Inn at Essex/New England Culinary Institute
In 1968, Michel LeBorgne, now the vice-president of culinary affairs at the New England Culinary Institute in Vermont, became executive chef at Yale University. Perhaps that is why Yale is not known for student protests in the late 1960s. The students may have been politically discontented, but they were well-fed.
As the son of two great cooks, LeBorgne always wanted to become a chef. He began his apprenticeship at age 14 and worked in renowned European kitchens in Paris and Lausanne, Switzerland. He came to the United States in 1964 and worked in New York City and then as the chef at La Rotisserie Normande in New Haven before joining the Ivy League. When asked to describe his style of cooking, LeBorgne uses one word: simple. “Simplicity leaves no room for errors,” he says.
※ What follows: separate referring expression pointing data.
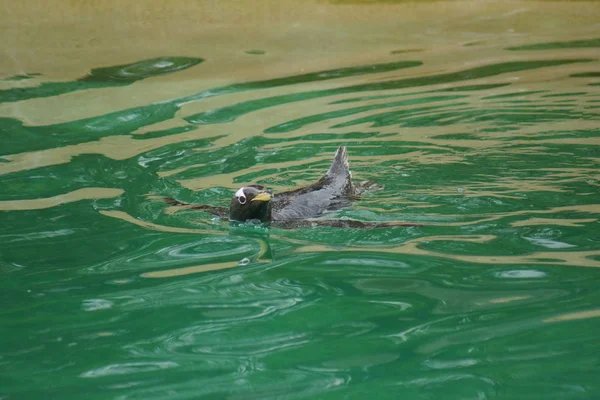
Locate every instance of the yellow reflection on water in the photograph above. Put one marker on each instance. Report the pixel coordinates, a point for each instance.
(76, 195)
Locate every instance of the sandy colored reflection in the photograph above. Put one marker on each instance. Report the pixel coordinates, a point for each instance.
(411, 247)
(552, 221)
(76, 195)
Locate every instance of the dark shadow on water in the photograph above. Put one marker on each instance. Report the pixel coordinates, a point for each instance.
(119, 75)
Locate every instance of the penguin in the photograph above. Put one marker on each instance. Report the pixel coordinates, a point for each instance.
(331, 192)
(297, 208)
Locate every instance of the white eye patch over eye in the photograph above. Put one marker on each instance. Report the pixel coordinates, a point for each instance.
(241, 196)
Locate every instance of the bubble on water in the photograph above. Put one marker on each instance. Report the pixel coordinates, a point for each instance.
(96, 304)
(244, 261)
(521, 274)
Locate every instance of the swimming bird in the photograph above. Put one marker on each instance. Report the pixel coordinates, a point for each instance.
(297, 208)
(332, 192)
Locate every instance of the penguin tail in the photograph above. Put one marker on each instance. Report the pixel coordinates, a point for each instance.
(340, 164)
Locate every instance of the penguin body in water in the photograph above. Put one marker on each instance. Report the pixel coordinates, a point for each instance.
(332, 192)
(298, 208)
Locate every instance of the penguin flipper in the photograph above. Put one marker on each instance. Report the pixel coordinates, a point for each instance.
(340, 165)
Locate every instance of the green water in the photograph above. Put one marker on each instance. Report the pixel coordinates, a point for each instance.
(109, 293)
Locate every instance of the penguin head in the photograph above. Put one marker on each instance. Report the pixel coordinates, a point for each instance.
(251, 202)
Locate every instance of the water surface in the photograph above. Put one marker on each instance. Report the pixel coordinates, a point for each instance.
(480, 122)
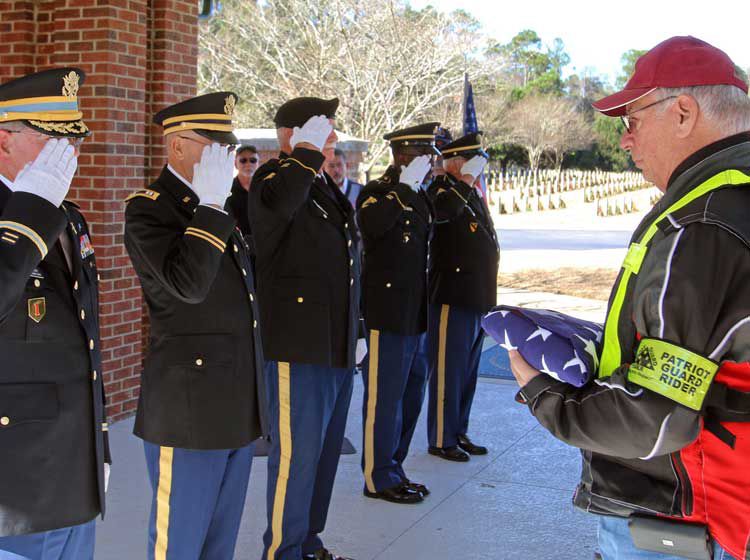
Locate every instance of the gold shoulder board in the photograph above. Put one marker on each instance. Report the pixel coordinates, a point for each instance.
(147, 193)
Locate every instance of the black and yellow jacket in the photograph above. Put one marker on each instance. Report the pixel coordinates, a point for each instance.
(664, 429)
(53, 431)
(202, 385)
(396, 225)
(464, 253)
(307, 262)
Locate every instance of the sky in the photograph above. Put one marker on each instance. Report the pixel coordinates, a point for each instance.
(597, 33)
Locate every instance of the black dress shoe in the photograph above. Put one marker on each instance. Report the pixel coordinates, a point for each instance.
(465, 443)
(401, 494)
(324, 554)
(449, 453)
(421, 488)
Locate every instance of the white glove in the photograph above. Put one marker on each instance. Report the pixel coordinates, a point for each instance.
(107, 471)
(414, 173)
(474, 167)
(213, 175)
(315, 131)
(50, 174)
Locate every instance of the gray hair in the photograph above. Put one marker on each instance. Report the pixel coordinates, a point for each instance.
(725, 106)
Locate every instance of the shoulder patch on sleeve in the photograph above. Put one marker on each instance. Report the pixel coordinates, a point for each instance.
(146, 193)
(673, 372)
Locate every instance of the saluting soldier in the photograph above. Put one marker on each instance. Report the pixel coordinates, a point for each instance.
(308, 285)
(53, 430)
(464, 260)
(395, 217)
(202, 391)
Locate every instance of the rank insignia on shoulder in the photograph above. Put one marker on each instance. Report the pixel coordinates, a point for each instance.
(37, 309)
(86, 248)
(146, 193)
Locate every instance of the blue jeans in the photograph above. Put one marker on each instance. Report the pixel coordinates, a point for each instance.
(615, 543)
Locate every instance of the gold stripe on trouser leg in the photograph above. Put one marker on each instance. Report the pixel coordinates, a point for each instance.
(372, 401)
(285, 463)
(440, 404)
(163, 493)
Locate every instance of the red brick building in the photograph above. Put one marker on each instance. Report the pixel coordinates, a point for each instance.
(139, 55)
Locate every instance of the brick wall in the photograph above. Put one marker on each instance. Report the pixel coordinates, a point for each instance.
(138, 55)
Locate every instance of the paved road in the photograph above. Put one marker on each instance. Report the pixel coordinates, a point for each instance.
(569, 240)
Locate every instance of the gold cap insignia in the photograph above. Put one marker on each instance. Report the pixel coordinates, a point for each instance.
(229, 104)
(70, 85)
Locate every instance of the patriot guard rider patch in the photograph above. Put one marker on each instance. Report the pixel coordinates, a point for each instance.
(673, 372)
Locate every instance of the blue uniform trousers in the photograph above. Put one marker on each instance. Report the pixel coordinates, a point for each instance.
(198, 498)
(455, 346)
(308, 407)
(70, 543)
(394, 376)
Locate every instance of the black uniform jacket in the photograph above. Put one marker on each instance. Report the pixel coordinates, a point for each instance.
(396, 223)
(202, 384)
(465, 253)
(307, 261)
(53, 439)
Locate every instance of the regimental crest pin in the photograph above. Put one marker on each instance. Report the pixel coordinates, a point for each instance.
(229, 104)
(87, 249)
(70, 84)
(37, 309)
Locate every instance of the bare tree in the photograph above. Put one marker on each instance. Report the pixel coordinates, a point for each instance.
(542, 123)
(390, 66)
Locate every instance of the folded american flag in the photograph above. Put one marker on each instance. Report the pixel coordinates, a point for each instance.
(565, 347)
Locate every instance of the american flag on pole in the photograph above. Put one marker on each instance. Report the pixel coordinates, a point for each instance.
(470, 122)
(564, 347)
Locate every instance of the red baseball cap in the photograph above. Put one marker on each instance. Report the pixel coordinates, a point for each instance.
(676, 62)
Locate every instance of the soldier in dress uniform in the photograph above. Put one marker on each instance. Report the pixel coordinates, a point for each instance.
(308, 285)
(53, 430)
(395, 216)
(463, 287)
(202, 391)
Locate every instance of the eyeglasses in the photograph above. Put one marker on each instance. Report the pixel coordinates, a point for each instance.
(626, 118)
(230, 146)
(74, 141)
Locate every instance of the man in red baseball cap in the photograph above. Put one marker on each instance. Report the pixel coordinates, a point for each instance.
(665, 427)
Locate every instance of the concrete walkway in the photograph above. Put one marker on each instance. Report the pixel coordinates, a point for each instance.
(511, 504)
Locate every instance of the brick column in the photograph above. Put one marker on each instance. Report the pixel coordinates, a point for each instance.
(138, 55)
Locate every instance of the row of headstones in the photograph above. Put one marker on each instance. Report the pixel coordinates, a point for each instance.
(548, 181)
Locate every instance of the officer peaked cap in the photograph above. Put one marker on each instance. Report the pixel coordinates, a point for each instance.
(45, 101)
(209, 115)
(297, 111)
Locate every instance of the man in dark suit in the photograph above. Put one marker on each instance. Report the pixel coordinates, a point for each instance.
(53, 430)
(308, 285)
(464, 260)
(202, 392)
(337, 168)
(396, 218)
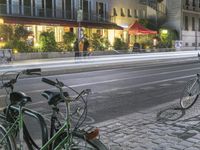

As a corollary, he adds, “There is a fine line between success and disaster.” LeBorgne encourages his students to refine their techniques and to pursue the simplicity that has become his trademark.
The Institute’s Inn at Essex restaurant is “informal and cozy,” according to LeBorgne. It is at the Inn that students polish their skills for real customers.
When not creating in the kitchen, LeBorgne likes to cross-country ski and photograph the beautiful countryside of rural Vermont. He is a Maitre Cuisinier de France, member of the Academie Culinaire de France, and the Amis d’ Escoffier Society and Societe des Cuisiniers de Paris.